From: Dmitry A. Kazakov on 8 Aug 2008 09:32 On Fri, 08 Aug 2008 13:15:00 GMT, Jeffrey Creem wrote: > It is also fair to say that the vast majority of the > programmers/software engineers in the world do a pretty lousy job of > even using the features they have been given. Putting in a lot of effort > into some fancy feature that no one uses when that same effort could be > used to improve reliability, or efficiency, or the IDE, or standard > libraries is an important consideration. This is true in general, but IMO wrong for arrays. I believe that the underlying concepts of matrix and index are simpler than the partial implementation provided by Ada. Restrictions put on slices, and built-in ranges impose artificial constraints and require additional efforts from the layman programmer. Far more important is that this had a huge impact on the design of the standard container library, making it sufficiently harder to use than it could be, if there were provided container views in terms of matrices and indices. The container library is intended for *daily* use. -- Regards, Dmitry A. Kazakov http://www.dmitry-kazakov.de
From: Georg Bauhaus on 8 Aug 2008 10:11 Dmitry A. Kazakov schrieb: > On Fri, 08 Aug 2008 13:35:04 +0200, Georg Bauhaus wrote: >> Ada is a systems programming language. > What?! Ada is a universal purpose language. Assembly language is universal, too, as are Lisp and Prolog with FFI, and so on. This notion of "purpose" is not very specific. Let me put is this way: Ada has to be especially good at systems programming, hence it has to be fairly low level. > But an efficient or hardware-close implementation was certainly not the > concern of the Ada.Numerics.Generic_Real_Arrays design. Otherwise it would > not use functions at all. What hardware? Assume data flow hardware, and assume a way to put the function result in the input box of the next processing unit. What now? >> I'd suggest that you seriously consider prototyping >> your algorithms using one of the fine PLs that do have the >> required mathematical stuff built in. > > Really? 90% of numeric libraries and applications is written in FORTRAN. Only a fraction of the tabular arrays of numbers is input to procedures of challenging numeric libraries. I'll even guess that a larger fraction of matrices in lots of Ada programs are 3x3, maybe 4x4. > Do > you think they have prototyped them in 60's? [The libraries, or the algorithms? The latter, yes; APL is about that old.] I don't see how prototyping a hypertext graph algorithm requires a maximally efficient implementation of matrix computations. A production system may require increased efficiency. At that stage you have to pay attention to the tiny bits, possibly redesigning the algorithm. (If I could have stopped at simple recursive functions when writing the program below it would have been a trivial exercise. :) Georg Bauhaus Y A Time Drain http://www.9toX.de
From: Dmitry A. Kazakov on 8 Aug 2008 10:36
On Fri, 08 Aug 2008 16:11:57 +0200, Georg Bauhaus wrote: > Dmitry A. Kazakov schrieb: >> On Fri, 08 Aug 2008 13:35:04 +0200, Georg Bauhaus wrote: > >>> Ada is a systems programming language. > >> What?! Ada is a universal purpose language. > > Assembly language is universal, It is Turing complete. > too, as are Lisp and Prolog with FFI, > and so on.
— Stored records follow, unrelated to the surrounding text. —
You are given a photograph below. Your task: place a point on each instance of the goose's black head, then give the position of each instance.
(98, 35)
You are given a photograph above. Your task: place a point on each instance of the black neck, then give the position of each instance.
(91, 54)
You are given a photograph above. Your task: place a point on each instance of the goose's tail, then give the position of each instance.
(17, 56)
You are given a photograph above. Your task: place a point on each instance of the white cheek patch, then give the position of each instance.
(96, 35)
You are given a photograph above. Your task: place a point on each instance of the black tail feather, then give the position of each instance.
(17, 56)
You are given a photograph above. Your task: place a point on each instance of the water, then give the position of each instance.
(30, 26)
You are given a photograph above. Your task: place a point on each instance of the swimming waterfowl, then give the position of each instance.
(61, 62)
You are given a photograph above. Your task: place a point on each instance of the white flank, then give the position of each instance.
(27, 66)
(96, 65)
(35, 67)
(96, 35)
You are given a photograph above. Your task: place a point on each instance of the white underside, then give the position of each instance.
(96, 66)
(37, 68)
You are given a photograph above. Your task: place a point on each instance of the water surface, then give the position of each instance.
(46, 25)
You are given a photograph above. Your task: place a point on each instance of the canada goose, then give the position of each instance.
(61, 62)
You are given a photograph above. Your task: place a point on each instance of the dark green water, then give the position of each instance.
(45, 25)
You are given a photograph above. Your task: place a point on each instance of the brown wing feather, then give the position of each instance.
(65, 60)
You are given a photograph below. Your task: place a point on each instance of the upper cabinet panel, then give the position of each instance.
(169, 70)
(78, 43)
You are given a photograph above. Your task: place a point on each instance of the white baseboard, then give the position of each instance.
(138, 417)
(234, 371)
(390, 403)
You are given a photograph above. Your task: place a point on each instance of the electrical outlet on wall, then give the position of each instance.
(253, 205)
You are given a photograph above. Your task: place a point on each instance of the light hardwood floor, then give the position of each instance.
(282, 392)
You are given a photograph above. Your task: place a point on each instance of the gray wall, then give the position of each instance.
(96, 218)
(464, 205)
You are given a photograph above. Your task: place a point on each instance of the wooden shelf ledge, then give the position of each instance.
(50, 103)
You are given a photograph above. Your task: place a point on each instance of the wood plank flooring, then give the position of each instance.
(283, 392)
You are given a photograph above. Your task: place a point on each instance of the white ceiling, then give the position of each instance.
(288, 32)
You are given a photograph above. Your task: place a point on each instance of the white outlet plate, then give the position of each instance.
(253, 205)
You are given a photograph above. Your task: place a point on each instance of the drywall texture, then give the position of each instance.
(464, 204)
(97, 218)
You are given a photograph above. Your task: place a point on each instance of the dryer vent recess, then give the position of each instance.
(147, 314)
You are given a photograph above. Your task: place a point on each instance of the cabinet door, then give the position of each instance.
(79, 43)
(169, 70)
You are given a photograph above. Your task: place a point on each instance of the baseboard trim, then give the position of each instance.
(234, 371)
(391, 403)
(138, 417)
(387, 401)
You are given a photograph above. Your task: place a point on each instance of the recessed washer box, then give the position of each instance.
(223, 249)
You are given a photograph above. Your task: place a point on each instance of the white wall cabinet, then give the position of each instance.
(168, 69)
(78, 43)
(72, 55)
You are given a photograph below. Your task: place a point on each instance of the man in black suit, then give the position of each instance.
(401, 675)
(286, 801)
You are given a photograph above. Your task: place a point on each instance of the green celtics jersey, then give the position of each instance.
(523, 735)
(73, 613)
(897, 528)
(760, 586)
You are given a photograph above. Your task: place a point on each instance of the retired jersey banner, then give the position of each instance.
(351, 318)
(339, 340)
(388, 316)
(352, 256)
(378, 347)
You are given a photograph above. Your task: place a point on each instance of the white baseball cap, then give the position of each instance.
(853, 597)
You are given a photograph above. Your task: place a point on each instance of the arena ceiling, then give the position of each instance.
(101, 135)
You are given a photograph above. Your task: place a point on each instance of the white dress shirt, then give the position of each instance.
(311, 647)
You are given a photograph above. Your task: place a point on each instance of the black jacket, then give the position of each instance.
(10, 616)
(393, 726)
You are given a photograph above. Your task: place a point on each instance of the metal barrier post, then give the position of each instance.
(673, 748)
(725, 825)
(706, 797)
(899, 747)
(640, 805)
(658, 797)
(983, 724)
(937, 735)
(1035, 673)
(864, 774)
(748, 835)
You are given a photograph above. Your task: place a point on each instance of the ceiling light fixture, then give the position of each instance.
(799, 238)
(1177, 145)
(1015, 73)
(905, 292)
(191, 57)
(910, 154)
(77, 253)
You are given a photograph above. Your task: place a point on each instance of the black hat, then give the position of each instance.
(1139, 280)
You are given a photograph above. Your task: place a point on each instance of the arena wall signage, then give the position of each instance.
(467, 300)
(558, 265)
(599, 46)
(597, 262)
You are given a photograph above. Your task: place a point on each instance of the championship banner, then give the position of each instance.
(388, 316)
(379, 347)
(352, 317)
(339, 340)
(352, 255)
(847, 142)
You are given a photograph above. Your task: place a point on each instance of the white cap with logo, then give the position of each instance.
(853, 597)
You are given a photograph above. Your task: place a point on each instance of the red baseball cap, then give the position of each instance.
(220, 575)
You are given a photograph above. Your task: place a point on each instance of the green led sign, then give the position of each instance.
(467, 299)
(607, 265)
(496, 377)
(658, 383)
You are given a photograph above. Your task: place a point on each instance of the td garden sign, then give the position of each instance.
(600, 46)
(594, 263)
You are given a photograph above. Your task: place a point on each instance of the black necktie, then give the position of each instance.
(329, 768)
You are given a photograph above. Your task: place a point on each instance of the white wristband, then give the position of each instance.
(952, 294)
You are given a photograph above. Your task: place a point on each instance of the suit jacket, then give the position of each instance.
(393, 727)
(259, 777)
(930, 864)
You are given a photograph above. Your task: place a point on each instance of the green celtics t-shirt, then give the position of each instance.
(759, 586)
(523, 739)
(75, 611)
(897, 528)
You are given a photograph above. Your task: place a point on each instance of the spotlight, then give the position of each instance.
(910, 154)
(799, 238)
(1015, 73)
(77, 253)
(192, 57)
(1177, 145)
They are not. Lisp is a list-oriented language, Prolog is a logical inference language. > This notion of "purpose" is not very specific. > Let me put is this way: Ada has to be especially good at > systems programming, hence it has to be fairly low level. Wrong. Where that follows from? Systems programming need not to be low-level. It has to have abstractions close to ones typical for "systems." There is no obvious connection between these. For example, Ada offers the notion of protected action in order represent a systems-domain specific concept of interrupt. It is a fairly high-level abstraction. >> But an efficient or hardware-close implementation was certainly not the >> concern of the Ada.Numerics.Generic_Real_Arrays design. Otherwise it would >> not use functions at all. > > What hardware? Vector processors. > Assume data flow hardware, and assume a way > to put the function result in the input box of the next processing unit. > What now? Nothing, Ada.Numerics.Generic_Real_Arrays was not designed in order to support this hardware. Which is the point. Ada is not low-level, and its design goals are not focused solely on efficiency, but on usability, portability and maintainability. > I don't see how prototyping a hypertext graph algorithm > requires a maximally efficient implementation of matrix > computations. Because of the problem size. Incidence matrices grow as O(n**2), i.e. extremely fast. > A production system may require increased > efficiency. At that stage you have to pay attention to > the tiny bits, possibly redesigning the algorithm. So, what was prototyped then? Numerics is all about algorithms. Changing matrix representation has a huge impact on the implementation of the operations. Technically it means that you have to re-write everything. This BTW is exactly the problem OP has. He has "prototyped" the thing using Ada.Numerics.Generic_Real_Arrays. Now, he faces the problem that the prototype does not scale due to stack overflow. The consequence is a need in full redesign. Ergo, prototyping was time wasting. -- Regards, Dmitry A. Kazakov http://www.dmitry-kazakov.de |